Julian Assange sitzt für die Offenlegung von Kriegsverbrechen seit Jahren in Haft. Gegenüber dem britischen Strafvollzug gibt es den offenen Vorwurf der Folter. Diejenigen, deren Kriegsverbrechen Assange offengelegt hat, wurden nie bestraft.
In der EU werden Medien verboten. In Deutschland wurde das Strafrecht verschärft und damit die Meinungsfreiheit eingeschränkt. Journalisten verlassen wieder einmal das Land. Die deutsche Sorge um die Menschenrechte in anderen geographischen Breiten wirkt vor diesem Hintergrund bestenfalls geheuchelt.

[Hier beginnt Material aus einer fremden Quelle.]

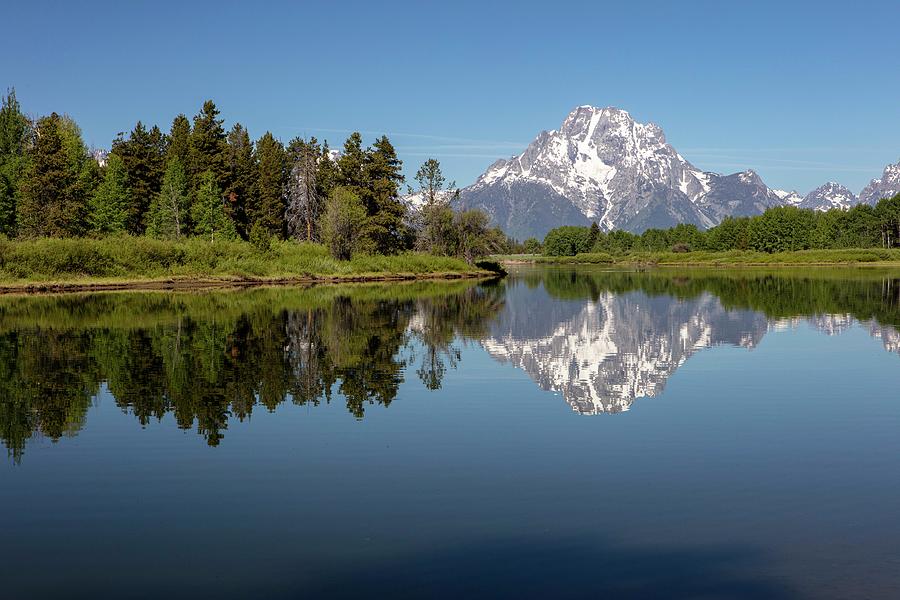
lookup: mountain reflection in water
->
[0,268,900,460]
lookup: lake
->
[0,267,900,599]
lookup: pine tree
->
[89,154,129,234]
[285,138,324,241]
[319,187,371,260]
[336,131,368,198]
[362,136,409,254]
[0,89,31,236]
[188,100,228,189]
[191,171,238,241]
[110,121,165,234]
[166,114,191,165]
[225,123,256,238]
[247,132,287,237]
[147,156,190,239]
[410,158,456,205]
[18,113,86,237]
[316,141,340,203]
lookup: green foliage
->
[225,123,258,237]
[247,132,287,238]
[361,136,407,254]
[249,223,273,253]
[475,260,507,277]
[749,206,816,252]
[0,236,471,283]
[191,171,238,241]
[18,113,96,237]
[319,187,371,260]
[110,121,165,234]
[543,225,592,256]
[147,155,190,239]
[522,238,543,254]
[187,100,229,190]
[89,154,129,235]
[0,89,31,236]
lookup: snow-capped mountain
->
[798,181,859,211]
[460,105,900,239]
[772,190,803,206]
[859,161,900,206]
[461,106,781,238]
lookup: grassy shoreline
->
[493,248,900,268]
[0,236,488,294]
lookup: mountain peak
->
[859,161,900,206]
[460,104,900,239]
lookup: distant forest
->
[536,194,900,256]
[0,90,510,262]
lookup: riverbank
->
[493,248,900,268]
[0,237,490,293]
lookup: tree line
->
[536,202,900,256]
[0,90,509,259]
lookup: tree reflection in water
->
[0,283,502,460]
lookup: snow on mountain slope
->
[799,181,858,211]
[859,162,900,206]
[461,106,782,238]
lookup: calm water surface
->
[0,268,900,599]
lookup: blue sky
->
[0,0,900,193]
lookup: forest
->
[536,194,900,256]
[0,90,509,264]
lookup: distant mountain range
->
[460,106,900,239]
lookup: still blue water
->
[0,269,900,598]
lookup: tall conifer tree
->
[19,113,87,237]
[189,100,228,189]
[110,121,165,234]
[88,154,130,235]
[0,89,31,236]
[248,132,287,237]
[363,136,411,254]
[225,123,257,238]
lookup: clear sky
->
[0,0,900,193]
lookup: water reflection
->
[0,268,900,460]
[492,268,900,415]
[0,283,502,459]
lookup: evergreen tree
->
[188,100,228,189]
[247,132,287,237]
[191,171,238,241]
[362,136,408,254]
[319,187,371,260]
[166,115,191,175]
[147,156,190,239]
[18,113,86,237]
[0,89,31,236]
[410,158,459,204]
[316,141,340,203]
[225,123,256,237]
[110,121,165,234]
[336,131,368,198]
[285,138,322,241]
[89,154,129,234]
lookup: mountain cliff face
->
[799,181,859,211]
[460,106,900,239]
[859,162,900,206]
[461,106,781,238]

Es gäbe zu Hause genug zu tun. Und nein, es handelt sich hierbei nicht um Whataboutism. Die westlichen Werte haben den Westen längst verlassen. Allerdings würde sich kein deutscher Regierungspolitiker trauen, mit demselben Gestus in Großbritannien oder den USA die Einhaltung der Menschenrechte zu fordern, wie sie es in China, Russland, in Katar und in anderen Ländern des Südens tun. Diesen Mut bringt weder eine Annalena Baerbock noch eine Nancy Faeser auf. Ihr Menschenrechtstheater auf internationaler politischer Bühne ist daher unlauter und verlogen.
Ginge es wirklich um Menschenrechte, dann gäbe es nicht nur unmittelbar vor der eigenen Haustür, sondern auch in der eigenen Wohnung genug zu tun. Die Unterstützung der Ukraine bedeutet die aktive Förderung staatlicher Diskriminierung. Das Verbot russischer Medien, die zunehmende Zensur in Deutschland, die politische Gleichschaltung – all das ist mit dem Auftreten deutscher Politiker im Ausland als selbsternannte moralische Autoritäten nicht vereinbar. Diese Auftritte nimmt daher auch niemand ernst. Die deutsche Dauererregung angesichts des Themas Menschenrechte ist reiner Populismus für das deutsche Publikum und die eigene politische Klientel. Es züchtet dabei ein Überlegenheitsgefühl gegenüber anderen Staaten, dem auf der Faktenebene nichts entspricht.
Es gibt aber, wie bei jeder Form des Populismus, eben auch hier noch eine zweite Seite. Denn mit seiner einseitigen Dauerempörung relativiert Deutschland die Menschenrechte. Der deutsche politisch-mediale Komplex macht sie zum Instrument einer einseitigen, neokolonialen Politik und löst sie damit aus ihrem Universalismus. Ihre Durchsetzung ist nach deutscher Auffassung vor allem in den Staaten des Südens und in jenen Ländern notwendig, mit denen sich Deutschland in einem Systemkonflikt sieht.
Im kollektiven Westen ist die Einhaltung und Durchsetzung der Menschenrechte dagegen vernachlässigbar. Das außenpolitische Handeln Deutschland beschädigt daher den universalen Anspruch und schafft zwei Klassen von Staaten. Den kollektiven Westen einerseits, der das Recht hat, gegen alle Regeln und Rechte zu verstoßen, ohne dafür mit Konsequenzen rechnen zu müssen, und die Staaten außerhalb davon. Gegen sie werden die Menschenrechte instrumentalisiert. Über einen pervertierten Begriff der Menschenrechte wird jede Form westlicher Einmischung und Intervention legitimiert, bis hin zum militärischen Einsatz. Mit diesem spezifisch deutschen Unrecht wird sich die Welt auf Dauer nicht abfinden.